Key Manufacturing Indicator Continues Slide, But Can The Overall Economy Remain Resilient?

The Institute of Supply Management’s (ISM) Purchasing Manager’s Index fell from 47.7 in February to 46.3, the lowest since May 2020 and the weakest since 2009. The ISM’s Purchasing Manager’s Index (PMI) is used as an industry barometer along with the Fed’s Capacity Utilization Rate. A reading above 48.7 percent for the PMI indicates that manufacturing is expanding in the US, and below that number means that it is contracting.

History shows that each time since 1983 that the index fell below 43 percent, “speculative grade” companies began to panic.

Mixed signals in macro outlook

March’s reading marks the fifth straight month that the ISM’s PMI remained below 50 percent, which is a sign of a contraction for the industry, but other data suggested that there was moderate growth in manufacturing, which counts for more than 11% of the overall economy.

It has been said that even with the pullback in manufacturing, stats in the rest of the economy are not showing convincing signs of a recession. As of last Wednesday, the service sector was still strong, and if that trend continues, the rest of the economy is expected to remain stable.

“Rising energy costs, impact of interest rates, supply chain, and other external factors are massive headwinds for manufacturing, but not all sectors have been impacted equally,” said Lawrence Stoklosa, UHY manufacturing practice costing specialist. “We’ve been tracking these factors as presented during our annual manufacturing outlook, and though the circumstances are challenging, there are real opportunities for long-term growth for companies that position themselves properly.”

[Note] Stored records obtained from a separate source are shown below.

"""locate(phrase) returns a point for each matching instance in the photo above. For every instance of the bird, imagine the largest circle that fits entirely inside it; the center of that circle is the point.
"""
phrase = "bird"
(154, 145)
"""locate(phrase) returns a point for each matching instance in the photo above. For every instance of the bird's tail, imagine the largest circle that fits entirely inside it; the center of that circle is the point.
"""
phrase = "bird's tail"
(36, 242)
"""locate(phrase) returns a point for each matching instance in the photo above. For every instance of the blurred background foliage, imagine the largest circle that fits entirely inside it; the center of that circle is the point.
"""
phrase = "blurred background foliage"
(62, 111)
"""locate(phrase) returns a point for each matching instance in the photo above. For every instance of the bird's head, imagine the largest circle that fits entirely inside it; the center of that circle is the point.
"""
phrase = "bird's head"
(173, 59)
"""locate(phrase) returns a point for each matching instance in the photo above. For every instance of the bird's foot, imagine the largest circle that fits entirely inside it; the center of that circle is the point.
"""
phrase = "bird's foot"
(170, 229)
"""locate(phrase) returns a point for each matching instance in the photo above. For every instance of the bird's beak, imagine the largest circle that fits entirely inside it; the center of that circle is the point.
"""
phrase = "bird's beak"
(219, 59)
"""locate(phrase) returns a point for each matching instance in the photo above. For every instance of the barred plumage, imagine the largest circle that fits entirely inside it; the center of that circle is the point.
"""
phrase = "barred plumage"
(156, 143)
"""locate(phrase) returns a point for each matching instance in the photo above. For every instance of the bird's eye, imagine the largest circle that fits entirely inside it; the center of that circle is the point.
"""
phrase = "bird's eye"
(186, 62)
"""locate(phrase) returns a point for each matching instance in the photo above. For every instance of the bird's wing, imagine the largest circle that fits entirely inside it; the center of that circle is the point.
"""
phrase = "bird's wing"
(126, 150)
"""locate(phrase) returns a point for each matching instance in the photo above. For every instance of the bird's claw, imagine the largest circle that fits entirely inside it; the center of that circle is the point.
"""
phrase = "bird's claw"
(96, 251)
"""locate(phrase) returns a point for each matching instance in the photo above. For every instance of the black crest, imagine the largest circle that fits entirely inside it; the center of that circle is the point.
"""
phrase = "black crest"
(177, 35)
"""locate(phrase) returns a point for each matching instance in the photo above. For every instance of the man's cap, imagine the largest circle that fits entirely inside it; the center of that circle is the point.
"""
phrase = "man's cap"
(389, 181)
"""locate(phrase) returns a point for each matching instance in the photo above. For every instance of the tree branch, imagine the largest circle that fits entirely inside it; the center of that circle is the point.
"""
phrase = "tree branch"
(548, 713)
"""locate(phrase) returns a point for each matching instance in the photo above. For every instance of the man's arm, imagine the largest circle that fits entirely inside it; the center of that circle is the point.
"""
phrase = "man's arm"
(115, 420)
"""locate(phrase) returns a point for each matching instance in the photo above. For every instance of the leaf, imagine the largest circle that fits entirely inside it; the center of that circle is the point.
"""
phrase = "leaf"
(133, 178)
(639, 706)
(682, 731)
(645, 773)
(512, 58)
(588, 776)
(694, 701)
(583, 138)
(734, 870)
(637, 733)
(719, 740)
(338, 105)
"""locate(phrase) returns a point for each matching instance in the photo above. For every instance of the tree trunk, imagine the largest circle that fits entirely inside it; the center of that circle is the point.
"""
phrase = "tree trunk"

Different stories in specific sectors

In addition to the overall contraction signaled by the PMI, various sectors of the manufacturing industry have reported varying levels of activity with the majority following a trend of contraction. Furniture and related products, nonmetallic mineral products, textile mills, transportation equipment, and computer and electronic products as well as electrical equipment, appliances, and components all reported contractions.

Sectors showing growth included printing and related support activities, miscellaneous manufacturing, fabricated metal products and primary metals, petroleum, coal, and food, beverage, and tobacco products.

Backlogs clear up, supply chain eases, prices fall

With a decrease in demand, work backlogs shrunk in the last month reflecting improved supply chains. On another positive note, inflation for manufacturers saw a decrease, as well as the ISM’s survey measure of prices paid by manufacturers, dropped to 49.2 from 51.3 in February.